I’ve never felt so alone, so lonely and so deserted and lost as I did on my drive back to Lethbridge Alberta Canada from the Dirty South. I’m pretty sure it was a 50/50 coin toss whether i’d make it back home breathing. Sometimes I wish i didn’t.
But here’s the cool thing, i’m still breathing…
I’ve decided to do what i do best, i’m gonna plow…
In November on a starless night, when i was at a low and ready to go do something regrettable, I heard a song from an artist that I’d never heard of before, that i would never normally pay attention to. She fit all the categories of artist that I avoid like the plague, Singer-Songwriter/Asian/CCM… But that evening I heard a song called I Am Not.. A song about not being in control, about not having the answers. I pulled over and started to bang my head on my VW in tears, how could i be so stupid. I contacted this artist to tell her how much her song meant to me.
And somehow a few months later I found myself back in Toronto, a city that I had abandoned half a decade ago. A city so foreign to me, but hauntingly familiar. As we landed at Pearson international i found myself praying that the plane would turn it self around, I wasn’t ready, I wasn’t equipped. For the first time in my adult life i DIDNT want to go into the studio. As anxiety began to overtake my body I prayed, and asked for my squinty eyes to be open just tiniest bit so I could see the grace that had been given to me, to give me courage rooted in truth and not reckless ambition. So it was in Toronto that I cut six songs with said artist, and the grace and blessings that have flowed from this project have been undeniable.
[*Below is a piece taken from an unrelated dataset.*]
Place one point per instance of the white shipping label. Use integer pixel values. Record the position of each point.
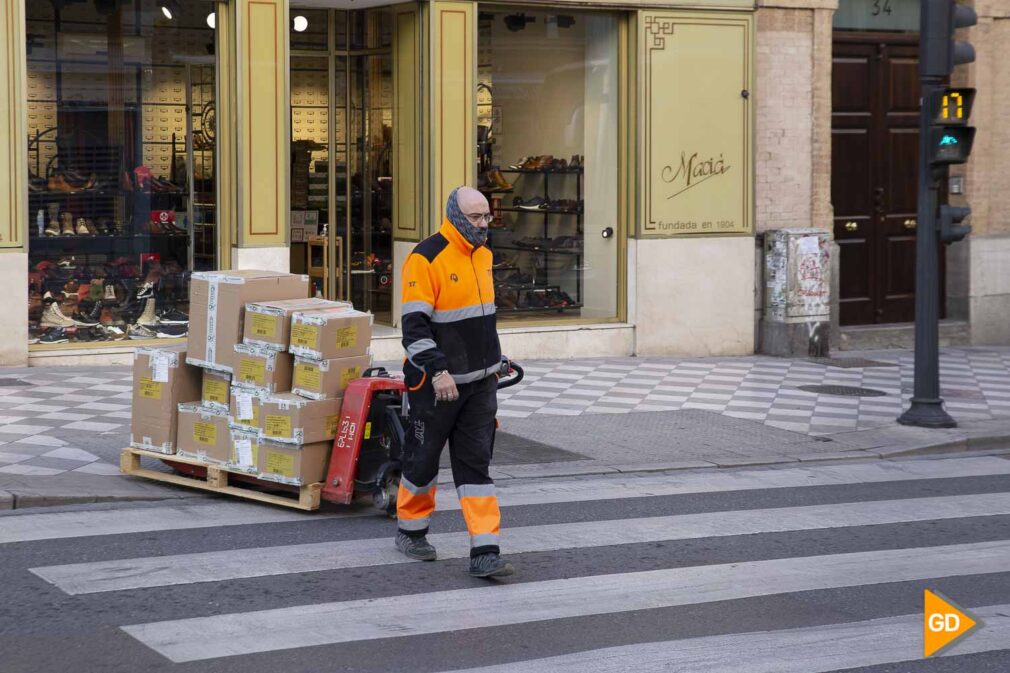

All this to say, I think i’ve learned from one of my many mistakes.
I put the infinite one in a box, i defined for the Almighty what my blessings and what my gifts NEEDED to look like, I would ONLY accept and accept a GIFT from him if it said GMA or Juno on it. I had neglected all the things he was doing to my soul and just became frustrated. All those years I spent fighting those tidal waves finally took their toll and I decided to submit, not out of humility but out of desperation. Trying to pick up the pieces after every fight with my folks, every relationship failure, every job bump drove me to be a depressed manic lying manipulative ass-face.
So here we are no more boxes, partially cause i’m too scared to fall flat on my face again, but also because secretly i am scared that God’s purse of blessings isn’t bottomless and I know that I don’t want to abuse the grace i’ve been afforded. I’ve been washed over with grace in a way I would have never guessed. One of them being music…
I can genuinely say I love my craft and art again. I am 16 once again sitting in my basement with pirated SONAR / karaoke mic (i stole from my parents) / pirated version of Sonar trying to figure out how the heck I can make music. I listen to music outside of my job and have stopped analyzing the pocket and the 1s and 2s and just head bang like an insane person. Ive been writing music once again that I’m insanely proud of, not because itll ever be on the radio but because music got me through my teens… and thats something beautiful.
So i’ll leave with this, to those that have called and checked in on me weekly, monthly … thank you, your love has made all the difference between.